The bank spent the weekend communicating with clients and investors, people familiar with the matter said, emphasizing the bank’s near $100 billion capital buffer. Some employees traced and monitored social media posts across Twitter and Reddit, one of the people said, to determine to what extent they posed a reputational risk.


The surge of posts on sites such as Reddit’s WallStreetBets forum, a popular individual investor hangout, marked a new frontier for the financial institution. Large banks haven’t historically needed to spend much time scouring Reddit. 

Wall Street analysts rushed to the bank’s defense. JPMorgan analysts said in a Monday note that they saw Credit Suisse’s "capital and liquidity position as healthy." At Citigroup, analysts said, "This is not 2008."

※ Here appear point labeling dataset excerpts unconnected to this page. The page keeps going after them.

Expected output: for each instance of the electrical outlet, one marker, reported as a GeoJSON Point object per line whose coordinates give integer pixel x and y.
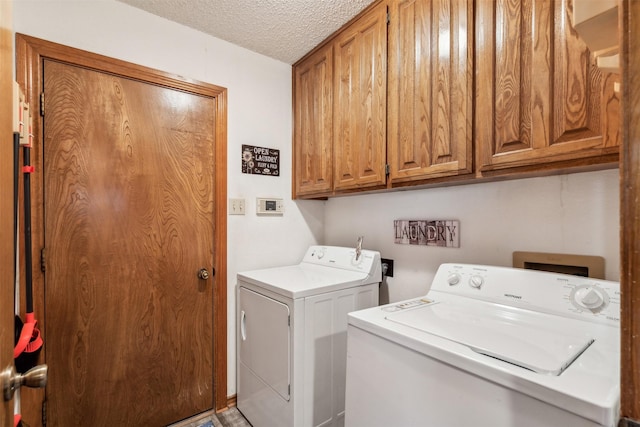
{"type": "Point", "coordinates": [387, 267]}
{"type": "Point", "coordinates": [236, 207]}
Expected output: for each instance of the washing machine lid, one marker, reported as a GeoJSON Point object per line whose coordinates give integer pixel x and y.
{"type": "Point", "coordinates": [542, 343]}
{"type": "Point", "coordinates": [304, 279]}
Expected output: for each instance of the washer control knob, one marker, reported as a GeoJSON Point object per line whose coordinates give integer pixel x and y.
{"type": "Point", "coordinates": [453, 279]}
{"type": "Point", "coordinates": [590, 298]}
{"type": "Point", "coordinates": [476, 281]}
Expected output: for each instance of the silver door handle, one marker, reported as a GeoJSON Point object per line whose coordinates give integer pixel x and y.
{"type": "Point", "coordinates": [12, 380]}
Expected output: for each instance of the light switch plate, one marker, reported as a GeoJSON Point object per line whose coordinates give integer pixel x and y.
{"type": "Point", "coordinates": [269, 206]}
{"type": "Point", "coordinates": [236, 206]}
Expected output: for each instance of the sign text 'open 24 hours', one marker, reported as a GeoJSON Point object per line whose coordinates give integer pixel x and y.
{"type": "Point", "coordinates": [260, 160]}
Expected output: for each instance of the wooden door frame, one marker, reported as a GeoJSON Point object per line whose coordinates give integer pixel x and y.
{"type": "Point", "coordinates": [630, 211]}
{"type": "Point", "coordinates": [6, 201]}
{"type": "Point", "coordinates": [30, 55]}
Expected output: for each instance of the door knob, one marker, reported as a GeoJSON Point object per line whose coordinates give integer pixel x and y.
{"type": "Point", "coordinates": [11, 380]}
{"type": "Point", "coordinates": [203, 274]}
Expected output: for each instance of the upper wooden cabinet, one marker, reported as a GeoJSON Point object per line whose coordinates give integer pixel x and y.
{"type": "Point", "coordinates": [360, 103]}
{"type": "Point", "coordinates": [441, 91]}
{"type": "Point", "coordinates": [541, 101]}
{"type": "Point", "coordinates": [430, 89]}
{"type": "Point", "coordinates": [313, 112]}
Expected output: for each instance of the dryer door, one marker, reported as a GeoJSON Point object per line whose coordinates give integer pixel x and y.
{"type": "Point", "coordinates": [264, 341]}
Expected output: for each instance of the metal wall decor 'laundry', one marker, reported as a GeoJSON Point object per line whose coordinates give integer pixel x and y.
{"type": "Point", "coordinates": [260, 160]}
{"type": "Point", "coordinates": [443, 233]}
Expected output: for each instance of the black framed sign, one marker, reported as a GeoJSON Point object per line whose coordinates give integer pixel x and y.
{"type": "Point", "coordinates": [260, 160]}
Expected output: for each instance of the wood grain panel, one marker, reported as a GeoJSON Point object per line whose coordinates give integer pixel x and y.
{"type": "Point", "coordinates": [313, 121]}
{"type": "Point", "coordinates": [630, 212]}
{"type": "Point", "coordinates": [539, 96]}
{"type": "Point", "coordinates": [31, 53]}
{"type": "Point", "coordinates": [430, 89]}
{"type": "Point", "coordinates": [360, 113]}
{"type": "Point", "coordinates": [6, 201]}
{"type": "Point", "coordinates": [128, 223]}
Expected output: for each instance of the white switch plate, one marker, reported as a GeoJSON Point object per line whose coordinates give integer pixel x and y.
{"type": "Point", "coordinates": [236, 206]}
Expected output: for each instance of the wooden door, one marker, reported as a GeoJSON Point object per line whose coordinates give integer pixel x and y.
{"type": "Point", "coordinates": [128, 223]}
{"type": "Point", "coordinates": [540, 98]}
{"type": "Point", "coordinates": [360, 104]}
{"type": "Point", "coordinates": [6, 204]}
{"type": "Point", "coordinates": [430, 89]}
{"type": "Point", "coordinates": [313, 121]}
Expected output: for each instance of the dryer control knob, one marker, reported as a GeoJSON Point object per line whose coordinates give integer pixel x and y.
{"type": "Point", "coordinates": [453, 279]}
{"type": "Point", "coordinates": [476, 282]}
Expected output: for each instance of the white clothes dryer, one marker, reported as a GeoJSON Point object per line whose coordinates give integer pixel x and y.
{"type": "Point", "coordinates": [489, 347]}
{"type": "Point", "coordinates": [291, 335]}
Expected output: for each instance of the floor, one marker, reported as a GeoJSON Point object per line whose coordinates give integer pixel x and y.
{"type": "Point", "coordinates": [229, 418]}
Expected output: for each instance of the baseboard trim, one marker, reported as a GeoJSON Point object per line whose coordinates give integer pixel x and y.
{"type": "Point", "coordinates": [231, 402]}
{"type": "Point", "coordinates": [627, 422]}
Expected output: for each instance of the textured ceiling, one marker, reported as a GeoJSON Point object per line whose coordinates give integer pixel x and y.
{"type": "Point", "coordinates": [281, 29]}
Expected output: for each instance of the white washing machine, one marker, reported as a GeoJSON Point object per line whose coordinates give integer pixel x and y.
{"type": "Point", "coordinates": [292, 335]}
{"type": "Point", "coordinates": [488, 346]}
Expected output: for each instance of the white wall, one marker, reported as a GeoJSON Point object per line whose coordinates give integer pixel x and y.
{"type": "Point", "coordinates": [259, 113]}
{"type": "Point", "coordinates": [574, 214]}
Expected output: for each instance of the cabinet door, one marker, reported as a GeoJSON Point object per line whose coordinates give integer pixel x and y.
{"type": "Point", "coordinates": [539, 96]}
{"type": "Point", "coordinates": [430, 88]}
{"type": "Point", "coordinates": [360, 112]}
{"type": "Point", "coordinates": [313, 124]}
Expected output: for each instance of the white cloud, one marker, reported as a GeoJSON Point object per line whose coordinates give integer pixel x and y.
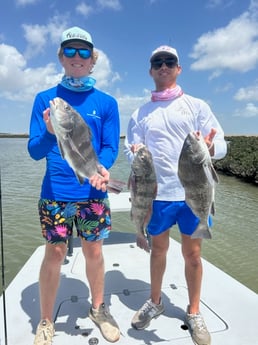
{"type": "Point", "coordinates": [233, 47]}
{"type": "Point", "coordinates": [249, 93]}
{"type": "Point", "coordinates": [21, 83]}
{"type": "Point", "coordinates": [37, 36]}
{"type": "Point", "coordinates": [219, 3]}
{"type": "Point", "coordinates": [112, 4]}
{"type": "Point", "coordinates": [26, 2]}
{"type": "Point", "coordinates": [99, 5]}
{"type": "Point", "coordinates": [250, 110]}
{"type": "Point", "coordinates": [84, 9]}
{"type": "Point", "coordinates": [103, 72]}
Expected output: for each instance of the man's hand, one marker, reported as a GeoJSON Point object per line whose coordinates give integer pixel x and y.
{"type": "Point", "coordinates": [135, 147]}
{"type": "Point", "coordinates": [209, 140]}
{"type": "Point", "coordinates": [100, 179]}
{"type": "Point", "coordinates": [46, 117]}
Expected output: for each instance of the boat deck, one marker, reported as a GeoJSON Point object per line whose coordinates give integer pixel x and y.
{"type": "Point", "coordinates": [229, 308]}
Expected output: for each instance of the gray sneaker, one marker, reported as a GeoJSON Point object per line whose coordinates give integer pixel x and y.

A woman walks by the Credit Suisse offices March 29, 2021, in New York City.  (Spencer Platt/Getty Images / Getty Images)

By Tuesday, some of the nerves had subsided. As global markets rallied, Credit Suisse’s Swiss-traded shares rebounded nearly 9%, while the cost of insuring the bank’s debt against default also declined. 

While actual trading by individual investors was limited — they bought a net $1 million or so of Credit Suisse’s American depositary receipts Monday, according to Vanda Research — the bank was the subject of a deluge of memes and jokes. 

"It just sort of took off like wildfire," said Lewis of Wall Street Silver. On social media, he said, "it’s more about laughing at the tragedy." Mr. Lewis said he joined in the discussion on Twitter after seeing credit-default swaps on Credit Suisse rise. He posted memes and tweets suggesting Credit Suisse was in trouble to the Wall Street Silver account, which boasts more than 330,000 followers. One said the bank was "probably going bankrupt," citing its falling stock price and low price-to-book valuation. 

It illustrated how the spread of social media frenzies can be difficult. Still, many investors are feeling pessimistic after a year when stocks and bonds have tumbled, leaving few good places to hide. And market watchers say memories of the 2008 global financial crisis remain powerful. 


In addition, while platforms such as Twitter and Facebook were operating then, they have grown in influence since. Individual investors have also become influencers on social media in recent years, making it easier for ideas about markets to spread virally. 

"Imagine if we had social media in 2008," Mr. Lewis said.